El fenómeno llamó la atención cuando la mercadotecnia explotó en demasía la sexualización infantil para promover marcas o productos. Los niños “son presentados como objetos sexuales, en gran parte debido a la actividad de marcas y medios vinculados a la moda”, aseguraron las doctoras Díaz Bustamante y Llovet Rodríguez en otro de sus estudios sobre la publicidad digital de marcas de moda infantil.

Acelerar la adultez en los menores acarrea consecuencias negativas, especialmente en las niñas, de acuerdo al análisis de la APA, asegurando que al concentrarse en la apariencia física como principal fuente de aceptación disminuyen las habilidades cognitivas. Además las menores, continúa el informe, adoptan un rol pasivo, su percepción hacia la virginidad es negativa y la relación con las demás chicas se convierte en una competencia por los varones. Por si fuera poco, entre las niñas se genera rechazo hacia quienes no cumplen el ideal de belleza.

Concursantes de una de las ediciones de Little Miss Perfect, un reality show que sigue el drama que envuelve a las niñas que buscan ganar una competencia de belleza similar a Miss Universo.

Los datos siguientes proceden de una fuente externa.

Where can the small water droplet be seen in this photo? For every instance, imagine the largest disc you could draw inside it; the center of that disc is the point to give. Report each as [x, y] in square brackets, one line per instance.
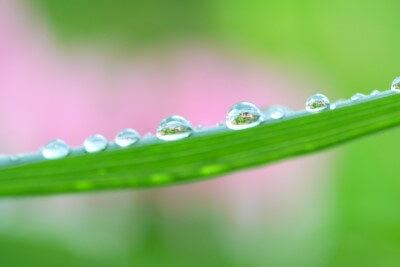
[56, 149]
[375, 92]
[243, 115]
[317, 102]
[396, 85]
[3, 160]
[220, 124]
[276, 112]
[95, 143]
[357, 96]
[14, 158]
[174, 128]
[127, 138]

Foto: iftqa.org

La visión que se tiene sobre salir con los chicos, favorece el acoso y la violencia sexual”, asienta la institución de psicología.

Frente al creciente aprovechamiento de los niños y las niñas en aspectos mercadotécnicos, se publicó en el Reino Unido el Informe Bailey (2011), en el cual se plantea el concepto de hipersexualización infantil, definiéndolo como “la sexualización de las expresiones, posturas o códigos de la vestimenta considerados como demasiado precoces”.

En este informe se alerta sobre la construcción de la mujer como objeto sexual, “al impulsarlas a adoptar roles y comportamientos sexualmente estereotipados que además no corresponden a su edad”, interpreta Olga Serrano Villalobos, catedrática de la Complutense de Madrid.

MEDIOS DE COMUNICACIÓN Y MADRES

La sexualización infantil afecta más a las niñas según APA, debido al consumo de medios de comunicación y a la influencia de sus madres.

Que las niñas reproduzcan imágenes o comportamientos desacordes con su edad depende del incumplimiento de horarios de protección infantil y consumo de los medios; influyen el contenido de las revistas, programas y series de televisión para adolescentes; los estereotipos que se difunden desde los videos musicales en Internet también inciden, así como las tendencias de la moda infantil y la influencia de las madres”, escribieron Díaz Bustamante y Llovet Rodríguez, quienes concluyeron: “Queda claro que esa sexualización hace que los adultos tengan percepciones negativas sobre sus capacidades intelectuales, sociales y morales (de las niñas). Debe alertarse de que el uso de las redes sociales para difundir ese tipo de fotografías deteriora y empobrece la imagen general que la sociedad puede tener de la infancia”. Por ello aluden a la responsabilidad de los padres para orientar frente a la vorágine de mensajes donde se explota la sexualización infantil.